Synthesis of Competitive Positioning
Ryanair is in a position of weakness right now, having lost approximately 70% of their revenues in the past year. At the same time, the company managed to survive, and has most of its huge airpark of 400-500 planes intact (Prichinet & Le Duc, 2020). Their smaller competitors running fleets of 1-10 low-cost planes did not survive the crisis, resulting in a drastic reduction of potential low-cost offerings in the future (Prichinet & Le Duc, 2020).
Once the COVID-19 crisis has passed, Ryanair would be in the position, along with other survivors of the crisis, to retake the vastly-expanding market of airline travel. Customers are showing to be travel-starved, so a tourist boom is expected as soon as COVID-19 becomes less prevalent due to world-wide vaccination and immunization efforts (Prichinet & Le Duc, 2020).
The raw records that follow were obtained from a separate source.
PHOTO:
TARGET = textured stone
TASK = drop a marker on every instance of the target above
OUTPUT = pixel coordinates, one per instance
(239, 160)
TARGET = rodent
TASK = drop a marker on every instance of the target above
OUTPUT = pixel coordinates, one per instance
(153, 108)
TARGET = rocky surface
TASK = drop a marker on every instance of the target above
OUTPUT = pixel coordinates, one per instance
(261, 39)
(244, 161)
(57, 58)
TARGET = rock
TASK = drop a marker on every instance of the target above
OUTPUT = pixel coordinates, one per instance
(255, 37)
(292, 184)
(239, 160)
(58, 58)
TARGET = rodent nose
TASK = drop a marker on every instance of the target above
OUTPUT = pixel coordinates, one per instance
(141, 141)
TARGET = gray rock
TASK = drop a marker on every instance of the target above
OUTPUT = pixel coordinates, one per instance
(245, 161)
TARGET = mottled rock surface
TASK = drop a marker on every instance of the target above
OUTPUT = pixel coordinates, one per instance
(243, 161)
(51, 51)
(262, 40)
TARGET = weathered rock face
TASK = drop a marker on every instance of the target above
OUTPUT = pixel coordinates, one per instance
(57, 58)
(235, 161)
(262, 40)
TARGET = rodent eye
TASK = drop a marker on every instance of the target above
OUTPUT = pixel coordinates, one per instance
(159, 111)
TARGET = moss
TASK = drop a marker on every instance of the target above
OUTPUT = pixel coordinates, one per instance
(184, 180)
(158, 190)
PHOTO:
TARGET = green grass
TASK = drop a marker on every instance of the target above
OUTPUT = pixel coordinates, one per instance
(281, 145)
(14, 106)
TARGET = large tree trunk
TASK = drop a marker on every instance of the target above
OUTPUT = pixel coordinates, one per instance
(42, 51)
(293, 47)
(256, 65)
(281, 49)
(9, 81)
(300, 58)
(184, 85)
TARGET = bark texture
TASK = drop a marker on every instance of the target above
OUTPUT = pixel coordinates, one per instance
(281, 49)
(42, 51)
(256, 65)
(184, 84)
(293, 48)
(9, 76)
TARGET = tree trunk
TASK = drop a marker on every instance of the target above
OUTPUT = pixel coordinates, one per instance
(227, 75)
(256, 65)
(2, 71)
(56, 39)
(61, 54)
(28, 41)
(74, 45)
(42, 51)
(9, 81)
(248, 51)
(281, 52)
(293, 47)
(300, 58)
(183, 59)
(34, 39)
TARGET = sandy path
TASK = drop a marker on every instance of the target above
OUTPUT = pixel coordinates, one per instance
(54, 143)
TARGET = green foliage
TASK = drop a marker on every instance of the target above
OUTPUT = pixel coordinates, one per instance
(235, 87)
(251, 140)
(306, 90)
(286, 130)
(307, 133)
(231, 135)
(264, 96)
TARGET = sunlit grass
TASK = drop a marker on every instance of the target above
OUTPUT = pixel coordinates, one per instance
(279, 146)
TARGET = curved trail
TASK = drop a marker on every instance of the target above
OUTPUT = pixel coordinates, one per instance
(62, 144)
However, if the existing pandemic lasts for 2-3 more years, RyanAir will be at a disadvantage due to not having adapted to the crisis in time, resulting in company downsizing and a substantial market loss.
Conclusion
RyanAir was one among the many airline companies that suffered greatly from the restrictions placed upon traveling due to COVID-19. They suffered more than the mixed airline companies due to their sole focus on super-cheap low-cost business model, which relied on volumes of passengers to make ends meet. Without these volumes, RyanAir lost 70% of its income, dropping from 9.5 billion dollars to merely 3 billion dollars of revenue for the past year. The unique qualities the company possesses do not allow for seamless adaptation to the COVID-era market. However, there is the potential to wait out the crisis and gain momentum once it is over. The dangers of such a strategy would be further losses if the crisis prolongates and low-cost traveling becomes an unsustainable model.
References
Ellis, D. (2020). Developing a strategic framework of analysis for air transport management. Transportation Research Procedia, 51, 217-224.
Prichinet, G. C., & Le Duc, N. (2020). Strategic analysis of Ryanair. Web.
Rodríguez-García, M., Orero-Blat, M., & Palacios-Marqués, D. (2020). Challenges in the business model of low-cost airlines: Ryanair case study. International Journal of Enterprise Information Systems (IJEIS), 16(3), 64-77.